I am finding the 'percept' term useful in discussing concepts. I may have a slightly different take than David, but it isn't really that much different. I look at the abstraction/generalization relationship differently - I would apply these to distinguishing different kinds of concepts, not percepts from concepts. More importantly, I think David puts us on the right track when he suggests that percepts are not ideal, but concepts are. I don't know if Martin would find my take cognitivist. All sensory input comes to us as percepts - same as animals. I am thinking Mike is leaning that way, not sure. With humans, attaching cultural mediation (words) to percepts transforms them into concepts. That of course is Vygotsky's influence. Continuing along Ch 6 lines, concepts come in four varieties, based on how abstraction and generalization processes are combined - syncretic formations, complexes, preconcepts (culturally-processed complexes, aka everyday concepts, or common sense knowledge) and true concepts (expert and ruling knowledge). The latter, true concepts, contained in expert and core cultural knowledge, and based on the concrete generalizations of precisely that society, embody the socially- ordained categories of a given culture and are passed on to future generations by rulers, experts, scholars, shamans, etc. In modern society, true concepts are called academic or scientific concepts (although they get mixed in with preconcepts all the time). It is a very modern innovation to advocate passing on true, scientific concepts through mass, public schooling - an idea that has been promoted by communist conspirators like Vygotsky and other dangerous troublemakers. Luckily for society as we know it, this plot to get the population to think scientifically has only been minimally successful. Meanwhile, most adults function using preconcepts (both pseudoconcepts and abstract notions) as best they can under the circumstances.

- Steve


On Jul 8, 2010, at 2:59 PM, Martin Packer wrote:

What do others think?
mike

Well to me, for what it's worth, this way of talking of percepts and concepts as constructions used by individual minds sounds quite cognitivist. Where is the real world?

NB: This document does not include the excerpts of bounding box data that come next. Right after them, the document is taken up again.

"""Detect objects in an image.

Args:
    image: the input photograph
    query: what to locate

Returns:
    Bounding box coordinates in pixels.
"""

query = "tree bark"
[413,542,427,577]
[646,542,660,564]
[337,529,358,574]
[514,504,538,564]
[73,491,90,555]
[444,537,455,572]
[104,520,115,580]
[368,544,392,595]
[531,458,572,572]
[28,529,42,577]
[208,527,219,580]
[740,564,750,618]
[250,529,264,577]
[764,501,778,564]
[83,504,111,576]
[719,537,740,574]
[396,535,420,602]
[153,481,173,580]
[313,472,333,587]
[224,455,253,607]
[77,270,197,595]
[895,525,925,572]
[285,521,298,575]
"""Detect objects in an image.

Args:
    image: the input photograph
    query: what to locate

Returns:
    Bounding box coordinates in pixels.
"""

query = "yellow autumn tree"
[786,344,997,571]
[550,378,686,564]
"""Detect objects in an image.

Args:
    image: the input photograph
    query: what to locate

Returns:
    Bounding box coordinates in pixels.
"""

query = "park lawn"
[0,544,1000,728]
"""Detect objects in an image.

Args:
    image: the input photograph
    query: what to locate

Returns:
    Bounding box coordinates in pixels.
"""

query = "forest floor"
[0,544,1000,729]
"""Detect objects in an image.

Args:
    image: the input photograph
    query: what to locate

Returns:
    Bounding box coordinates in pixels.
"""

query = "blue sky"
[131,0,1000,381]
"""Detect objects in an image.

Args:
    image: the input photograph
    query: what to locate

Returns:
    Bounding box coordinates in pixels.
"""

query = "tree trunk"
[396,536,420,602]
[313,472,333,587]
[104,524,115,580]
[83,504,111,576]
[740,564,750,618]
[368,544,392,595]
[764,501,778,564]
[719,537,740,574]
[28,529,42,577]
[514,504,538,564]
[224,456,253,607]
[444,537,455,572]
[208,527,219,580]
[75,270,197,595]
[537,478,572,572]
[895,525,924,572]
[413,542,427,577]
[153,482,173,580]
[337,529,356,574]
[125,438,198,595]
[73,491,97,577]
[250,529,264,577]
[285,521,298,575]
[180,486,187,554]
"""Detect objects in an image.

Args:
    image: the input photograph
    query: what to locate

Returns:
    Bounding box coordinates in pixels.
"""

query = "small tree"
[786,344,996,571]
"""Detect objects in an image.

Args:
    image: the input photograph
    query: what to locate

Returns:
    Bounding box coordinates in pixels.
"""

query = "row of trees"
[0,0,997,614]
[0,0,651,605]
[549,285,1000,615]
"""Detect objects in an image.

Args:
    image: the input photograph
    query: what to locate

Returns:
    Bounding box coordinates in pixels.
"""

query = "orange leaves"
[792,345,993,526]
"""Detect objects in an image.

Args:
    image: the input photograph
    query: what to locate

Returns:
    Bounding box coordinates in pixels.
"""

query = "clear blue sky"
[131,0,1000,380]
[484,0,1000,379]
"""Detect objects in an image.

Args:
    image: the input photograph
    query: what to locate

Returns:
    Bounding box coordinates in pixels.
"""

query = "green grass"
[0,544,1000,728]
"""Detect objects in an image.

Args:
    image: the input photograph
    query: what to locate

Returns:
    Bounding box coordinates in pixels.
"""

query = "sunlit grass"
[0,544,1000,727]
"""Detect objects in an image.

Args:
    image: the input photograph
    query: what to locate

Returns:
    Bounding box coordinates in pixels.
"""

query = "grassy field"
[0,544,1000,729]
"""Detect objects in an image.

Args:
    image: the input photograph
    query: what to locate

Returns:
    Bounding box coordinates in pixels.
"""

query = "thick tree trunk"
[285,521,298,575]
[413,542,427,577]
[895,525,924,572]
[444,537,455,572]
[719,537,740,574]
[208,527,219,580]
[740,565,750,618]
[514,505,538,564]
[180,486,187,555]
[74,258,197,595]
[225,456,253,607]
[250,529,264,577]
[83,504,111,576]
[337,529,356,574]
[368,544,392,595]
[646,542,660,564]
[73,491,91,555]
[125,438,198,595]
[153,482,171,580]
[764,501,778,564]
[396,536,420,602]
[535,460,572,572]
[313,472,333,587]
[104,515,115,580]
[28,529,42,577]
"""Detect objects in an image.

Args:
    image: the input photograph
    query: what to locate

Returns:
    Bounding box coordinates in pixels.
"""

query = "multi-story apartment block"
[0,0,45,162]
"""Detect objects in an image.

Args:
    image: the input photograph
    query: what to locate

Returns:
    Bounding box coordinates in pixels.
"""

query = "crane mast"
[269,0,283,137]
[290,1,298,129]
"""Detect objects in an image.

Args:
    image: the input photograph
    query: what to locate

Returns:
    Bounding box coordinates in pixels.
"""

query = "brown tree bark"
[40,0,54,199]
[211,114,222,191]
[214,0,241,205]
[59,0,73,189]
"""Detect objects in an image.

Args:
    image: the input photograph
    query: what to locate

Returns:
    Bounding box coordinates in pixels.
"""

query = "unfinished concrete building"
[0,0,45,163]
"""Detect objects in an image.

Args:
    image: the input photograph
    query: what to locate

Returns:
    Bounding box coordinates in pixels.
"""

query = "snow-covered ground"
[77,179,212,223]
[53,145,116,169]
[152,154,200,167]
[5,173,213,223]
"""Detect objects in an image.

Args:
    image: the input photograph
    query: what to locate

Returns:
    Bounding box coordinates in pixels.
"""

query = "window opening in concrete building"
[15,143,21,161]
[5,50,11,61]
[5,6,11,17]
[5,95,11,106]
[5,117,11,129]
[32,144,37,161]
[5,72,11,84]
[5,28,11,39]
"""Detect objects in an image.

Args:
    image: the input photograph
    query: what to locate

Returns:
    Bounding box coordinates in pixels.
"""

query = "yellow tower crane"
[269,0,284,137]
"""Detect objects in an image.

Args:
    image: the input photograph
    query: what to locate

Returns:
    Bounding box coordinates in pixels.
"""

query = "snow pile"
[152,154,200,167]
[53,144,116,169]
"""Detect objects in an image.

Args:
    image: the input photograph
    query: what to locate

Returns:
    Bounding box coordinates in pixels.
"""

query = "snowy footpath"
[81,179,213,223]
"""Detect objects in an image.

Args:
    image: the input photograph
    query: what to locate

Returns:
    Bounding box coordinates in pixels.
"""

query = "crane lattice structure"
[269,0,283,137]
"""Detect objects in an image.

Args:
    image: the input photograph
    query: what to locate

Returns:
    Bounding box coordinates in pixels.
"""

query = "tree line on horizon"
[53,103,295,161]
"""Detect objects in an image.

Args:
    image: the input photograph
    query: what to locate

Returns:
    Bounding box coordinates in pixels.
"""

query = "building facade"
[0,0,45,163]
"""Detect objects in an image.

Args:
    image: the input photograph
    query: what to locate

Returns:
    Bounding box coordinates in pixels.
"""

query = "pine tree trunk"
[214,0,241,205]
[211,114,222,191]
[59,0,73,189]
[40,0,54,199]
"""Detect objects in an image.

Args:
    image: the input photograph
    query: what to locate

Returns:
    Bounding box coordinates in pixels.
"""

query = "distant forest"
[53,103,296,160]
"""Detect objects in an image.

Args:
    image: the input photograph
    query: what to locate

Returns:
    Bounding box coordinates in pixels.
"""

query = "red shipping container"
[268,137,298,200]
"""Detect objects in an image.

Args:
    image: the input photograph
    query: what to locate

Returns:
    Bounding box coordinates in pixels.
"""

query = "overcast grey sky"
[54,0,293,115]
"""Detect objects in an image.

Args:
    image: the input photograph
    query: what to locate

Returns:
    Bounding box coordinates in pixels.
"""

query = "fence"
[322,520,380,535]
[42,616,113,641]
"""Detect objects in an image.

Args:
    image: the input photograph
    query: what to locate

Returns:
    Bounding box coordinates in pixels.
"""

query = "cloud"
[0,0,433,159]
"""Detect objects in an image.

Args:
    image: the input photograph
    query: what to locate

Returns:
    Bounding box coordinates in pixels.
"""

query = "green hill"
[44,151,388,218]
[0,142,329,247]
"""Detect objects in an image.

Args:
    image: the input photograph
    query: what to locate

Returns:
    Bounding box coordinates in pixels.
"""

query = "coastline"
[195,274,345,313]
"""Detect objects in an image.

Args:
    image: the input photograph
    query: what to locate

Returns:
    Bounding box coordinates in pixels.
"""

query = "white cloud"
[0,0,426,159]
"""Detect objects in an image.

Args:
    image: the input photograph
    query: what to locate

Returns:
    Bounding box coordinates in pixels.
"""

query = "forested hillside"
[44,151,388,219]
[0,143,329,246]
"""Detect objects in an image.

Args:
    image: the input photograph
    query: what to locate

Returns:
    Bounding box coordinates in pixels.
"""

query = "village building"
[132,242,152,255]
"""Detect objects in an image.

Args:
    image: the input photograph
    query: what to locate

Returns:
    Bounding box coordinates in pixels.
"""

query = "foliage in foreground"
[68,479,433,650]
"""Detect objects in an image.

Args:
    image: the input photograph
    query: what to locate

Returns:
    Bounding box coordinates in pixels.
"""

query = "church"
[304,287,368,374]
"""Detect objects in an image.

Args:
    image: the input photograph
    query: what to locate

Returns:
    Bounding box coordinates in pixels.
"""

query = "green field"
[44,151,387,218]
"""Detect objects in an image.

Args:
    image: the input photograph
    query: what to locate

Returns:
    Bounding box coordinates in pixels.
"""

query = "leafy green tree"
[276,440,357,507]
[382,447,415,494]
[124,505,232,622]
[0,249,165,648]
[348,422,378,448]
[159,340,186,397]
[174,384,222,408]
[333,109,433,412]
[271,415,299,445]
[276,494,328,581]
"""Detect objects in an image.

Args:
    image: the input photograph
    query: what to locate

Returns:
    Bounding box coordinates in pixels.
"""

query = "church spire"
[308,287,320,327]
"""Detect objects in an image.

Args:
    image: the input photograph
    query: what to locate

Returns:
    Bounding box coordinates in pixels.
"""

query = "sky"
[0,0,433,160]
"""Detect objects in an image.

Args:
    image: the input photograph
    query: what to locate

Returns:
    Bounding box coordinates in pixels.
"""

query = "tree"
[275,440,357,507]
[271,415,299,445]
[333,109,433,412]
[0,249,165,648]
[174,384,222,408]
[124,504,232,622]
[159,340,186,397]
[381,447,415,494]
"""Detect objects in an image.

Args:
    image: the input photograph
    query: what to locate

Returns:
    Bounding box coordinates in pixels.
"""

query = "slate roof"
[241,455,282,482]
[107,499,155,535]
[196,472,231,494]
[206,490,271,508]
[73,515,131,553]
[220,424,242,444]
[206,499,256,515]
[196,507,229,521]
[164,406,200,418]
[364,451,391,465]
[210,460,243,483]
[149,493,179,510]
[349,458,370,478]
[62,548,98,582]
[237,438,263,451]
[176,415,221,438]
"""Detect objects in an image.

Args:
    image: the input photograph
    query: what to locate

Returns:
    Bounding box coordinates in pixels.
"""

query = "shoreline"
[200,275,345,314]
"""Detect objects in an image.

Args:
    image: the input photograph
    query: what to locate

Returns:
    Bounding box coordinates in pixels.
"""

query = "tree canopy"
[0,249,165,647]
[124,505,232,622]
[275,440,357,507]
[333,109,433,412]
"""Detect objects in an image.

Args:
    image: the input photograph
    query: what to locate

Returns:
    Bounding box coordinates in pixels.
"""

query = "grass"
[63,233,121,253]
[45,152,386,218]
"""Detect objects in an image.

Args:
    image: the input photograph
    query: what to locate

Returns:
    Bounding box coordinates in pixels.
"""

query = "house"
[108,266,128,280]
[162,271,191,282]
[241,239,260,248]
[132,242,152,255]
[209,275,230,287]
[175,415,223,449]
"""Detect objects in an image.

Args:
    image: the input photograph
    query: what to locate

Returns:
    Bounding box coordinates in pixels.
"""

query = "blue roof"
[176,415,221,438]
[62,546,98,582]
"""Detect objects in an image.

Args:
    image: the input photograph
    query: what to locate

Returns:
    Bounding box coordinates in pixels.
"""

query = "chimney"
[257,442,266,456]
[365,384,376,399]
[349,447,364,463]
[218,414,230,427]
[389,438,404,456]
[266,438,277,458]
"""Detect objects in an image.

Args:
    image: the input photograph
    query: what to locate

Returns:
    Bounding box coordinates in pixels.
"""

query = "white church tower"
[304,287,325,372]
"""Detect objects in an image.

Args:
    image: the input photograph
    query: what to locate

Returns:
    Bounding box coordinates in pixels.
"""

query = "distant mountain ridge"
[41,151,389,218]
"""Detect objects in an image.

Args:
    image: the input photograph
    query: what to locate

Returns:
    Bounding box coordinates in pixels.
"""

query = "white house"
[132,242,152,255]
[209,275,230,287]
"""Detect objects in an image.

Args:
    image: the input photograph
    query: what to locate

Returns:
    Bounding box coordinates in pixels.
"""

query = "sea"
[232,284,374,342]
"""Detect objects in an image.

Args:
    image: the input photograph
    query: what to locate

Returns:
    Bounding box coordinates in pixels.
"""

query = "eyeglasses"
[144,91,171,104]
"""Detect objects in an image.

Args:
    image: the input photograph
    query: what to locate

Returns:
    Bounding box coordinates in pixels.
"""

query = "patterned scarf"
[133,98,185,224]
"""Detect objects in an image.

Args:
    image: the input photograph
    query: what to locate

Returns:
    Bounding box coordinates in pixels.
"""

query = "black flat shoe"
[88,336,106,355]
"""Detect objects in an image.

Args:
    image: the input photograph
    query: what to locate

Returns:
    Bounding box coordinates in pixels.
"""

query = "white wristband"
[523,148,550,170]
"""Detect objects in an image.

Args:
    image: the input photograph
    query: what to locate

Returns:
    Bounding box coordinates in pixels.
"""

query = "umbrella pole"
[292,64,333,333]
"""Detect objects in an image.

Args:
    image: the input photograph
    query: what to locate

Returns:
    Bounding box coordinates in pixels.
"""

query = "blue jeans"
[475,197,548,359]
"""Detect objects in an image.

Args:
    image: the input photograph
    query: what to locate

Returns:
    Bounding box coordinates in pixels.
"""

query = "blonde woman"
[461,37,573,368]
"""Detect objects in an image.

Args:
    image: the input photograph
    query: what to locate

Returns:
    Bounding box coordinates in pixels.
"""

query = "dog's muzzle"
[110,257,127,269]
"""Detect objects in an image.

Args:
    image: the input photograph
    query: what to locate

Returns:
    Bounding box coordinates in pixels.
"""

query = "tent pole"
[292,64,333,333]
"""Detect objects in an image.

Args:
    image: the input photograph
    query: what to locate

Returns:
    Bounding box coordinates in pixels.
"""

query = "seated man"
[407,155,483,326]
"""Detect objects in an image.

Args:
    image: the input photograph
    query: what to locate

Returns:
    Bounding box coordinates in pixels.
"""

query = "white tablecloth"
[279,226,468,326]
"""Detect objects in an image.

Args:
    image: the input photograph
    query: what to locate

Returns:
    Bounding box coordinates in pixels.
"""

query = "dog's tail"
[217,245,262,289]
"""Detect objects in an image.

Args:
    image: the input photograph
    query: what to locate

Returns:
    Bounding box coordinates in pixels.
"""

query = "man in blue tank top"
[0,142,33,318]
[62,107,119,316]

I'm going to steal this wonderful quotation from an article by Tim Koschmann:

"If we shut up thought in the mind, how does it come to know reality? If we let it loose in the world, how does it preserve its virginity?" (Jones, W.T. (1969). A history of western philosophy (2nd Ed.), vol. 3, p. 189)

...and add that since we socioculturalists know that social intercourse is crucial for ontogenesis, the second concern is not a real issue.

Martin

1. Object of perception
*a1856* W. HAMILTON<http://dictionary.oed.com/help/bib/oed2-h.html#w-hamilton > *Lect. Metaphysics* (1860) III. iii. 42 Whether it might not..be proper to
introduce the term percept for the object of perception.



On Jul 8, 2010, at 4:21 PM, David Kellogg wrote:

a) Percepts are constructions (of course, socioculturally generated) that individual minds put on perception. They are therefore representational generalizations and not abstractions of ideal relationships.

b) Concepts are constructions (of course, stored and used by individual minds) that sociocultural groups put on idealized relationships. They are therefore abstractions and not simply generalizations of percepts.